Years Ago
Today is Saturday, Sept. 25, the 268th day of 2010. There are 97 days left in the year.
Associated Press
On this date in:
1690: One of the earliest American newspapers, Publick Occurrences, publishes its first — and last — edition in Boston.
1789: The first United States Congress adopts 12 amendments to the Constitution and sends them to the states for ratification. (Ten of the amendments became the Bill of Rights.)
1956: The first trans-Atlantic telephone cable goes into service.
1957: Nine black students who’d been forced to withdraw from Central High School in Little Rock, Ark., because of unruly white crowds are escorted to class by members of the U.S. Army’s 101st Airborne Division.
1979: The Andrew Lloyd Webber-Tim Rice musical “Evita,” starring Patti LuPone as Eva Peron, opens on Broadway.
1981: Sandra Day O’Connor is sworn in as the first female justice on the Supreme Court.
vindicator files
1985: Jetstream International Airlines is expected to align its services with Piedmont Airlines, which would sharply increase service between Youngstown Municipal Airport and at least one of Piedmont’s hubs.
Youngstown area gasoline prices continue to drop, selling for as little as 95.9 cents a gallon for regular fuel at some stations.
1970: The Council of Governments covering Mahoning and Trumbull counties adopts an areawide water-sewer plan, a step necessary under HUD requirements to obtain federal money.
Youngstown Police and postal inspectors arrest a 24 year-old Youngstown man in the theft of two of 252 checks sent to foster parents by the Mahoning County Children Services Board.
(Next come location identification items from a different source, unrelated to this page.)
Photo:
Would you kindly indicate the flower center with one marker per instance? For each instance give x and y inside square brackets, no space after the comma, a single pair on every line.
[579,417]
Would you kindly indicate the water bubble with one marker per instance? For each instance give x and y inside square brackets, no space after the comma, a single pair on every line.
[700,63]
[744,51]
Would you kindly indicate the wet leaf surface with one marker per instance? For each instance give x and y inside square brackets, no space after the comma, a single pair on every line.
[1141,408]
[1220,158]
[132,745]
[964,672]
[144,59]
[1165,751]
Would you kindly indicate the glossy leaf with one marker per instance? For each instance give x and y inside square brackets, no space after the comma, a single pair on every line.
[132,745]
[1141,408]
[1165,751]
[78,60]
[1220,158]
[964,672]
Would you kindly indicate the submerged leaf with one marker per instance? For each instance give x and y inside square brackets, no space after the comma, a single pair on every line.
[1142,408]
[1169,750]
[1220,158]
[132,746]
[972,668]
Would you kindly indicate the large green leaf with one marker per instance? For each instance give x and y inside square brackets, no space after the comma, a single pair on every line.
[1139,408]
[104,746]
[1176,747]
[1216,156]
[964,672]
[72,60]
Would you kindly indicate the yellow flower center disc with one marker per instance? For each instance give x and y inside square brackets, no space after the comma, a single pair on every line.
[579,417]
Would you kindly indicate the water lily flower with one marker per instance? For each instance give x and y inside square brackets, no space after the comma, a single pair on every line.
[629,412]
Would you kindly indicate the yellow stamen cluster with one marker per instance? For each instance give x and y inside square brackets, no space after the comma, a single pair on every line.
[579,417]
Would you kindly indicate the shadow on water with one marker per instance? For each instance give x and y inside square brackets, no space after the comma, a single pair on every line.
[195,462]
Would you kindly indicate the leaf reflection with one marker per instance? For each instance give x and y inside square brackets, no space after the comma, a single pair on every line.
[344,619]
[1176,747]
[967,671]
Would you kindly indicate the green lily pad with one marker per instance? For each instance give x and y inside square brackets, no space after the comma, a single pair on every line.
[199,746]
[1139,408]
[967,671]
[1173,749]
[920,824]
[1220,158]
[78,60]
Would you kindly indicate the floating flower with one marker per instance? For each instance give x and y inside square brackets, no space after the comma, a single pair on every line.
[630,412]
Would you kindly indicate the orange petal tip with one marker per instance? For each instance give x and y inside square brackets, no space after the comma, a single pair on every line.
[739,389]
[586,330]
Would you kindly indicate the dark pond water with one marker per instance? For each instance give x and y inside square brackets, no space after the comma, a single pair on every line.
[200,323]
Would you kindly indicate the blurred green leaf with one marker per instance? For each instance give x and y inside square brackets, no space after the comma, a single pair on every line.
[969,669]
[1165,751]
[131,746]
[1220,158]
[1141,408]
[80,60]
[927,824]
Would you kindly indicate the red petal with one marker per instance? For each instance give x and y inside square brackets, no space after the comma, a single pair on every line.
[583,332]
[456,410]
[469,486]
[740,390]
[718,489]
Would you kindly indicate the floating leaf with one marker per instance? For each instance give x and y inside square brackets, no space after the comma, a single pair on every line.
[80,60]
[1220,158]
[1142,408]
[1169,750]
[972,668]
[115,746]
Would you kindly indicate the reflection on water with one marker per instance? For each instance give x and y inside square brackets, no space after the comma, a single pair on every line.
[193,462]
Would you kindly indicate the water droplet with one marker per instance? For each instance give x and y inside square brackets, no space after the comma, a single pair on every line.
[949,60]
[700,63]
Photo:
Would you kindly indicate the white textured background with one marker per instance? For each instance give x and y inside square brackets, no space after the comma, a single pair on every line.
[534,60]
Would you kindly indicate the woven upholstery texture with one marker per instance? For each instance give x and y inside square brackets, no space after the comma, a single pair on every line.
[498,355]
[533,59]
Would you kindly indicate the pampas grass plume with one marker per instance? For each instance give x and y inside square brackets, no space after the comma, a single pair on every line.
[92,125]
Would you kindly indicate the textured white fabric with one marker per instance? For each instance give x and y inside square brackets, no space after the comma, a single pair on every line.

The total value of the checks was more than $28,000.
Mahoning County Sheriff Ray T. Davis threatens to sue to force the county commissioners to provide his office with more than $98,000 to finish out the year.
Mahoning County sues the Penn Central Railroad for nonpayment of $125,000 in taxes and asks that $86,000 that the city of Youngstown owes the railroad for work on the Crab Creek flood-control project be paid to the county instead.
1960: Ohio Welfare Director Mrs. Robert Gorman says an estimated 2,000 residents of Mahoning County are medically indigent under a new federal law that will make Ohio eligible for $6 million in federal funds to provide treatment.
The slump in steel production caused by lighter demand by major customers, including the auto industry, is creating a crisis for another important industrial segment, consumers of blast furnace slag, coal chemicals and other by-products.
1935: Thousands of Youngstowners are thronging to Cleveland by automobile, bus and special trains to take part in the Seventh National Eucharistic Congress.
Merger of the Republic Steel Corp. and the Corrigan, McKinney Steel Co. becomes effective.
Several Mercer County coal miners who refused to join the nationwide strike are stoned as they leave the Coyer Mine in Pine Township.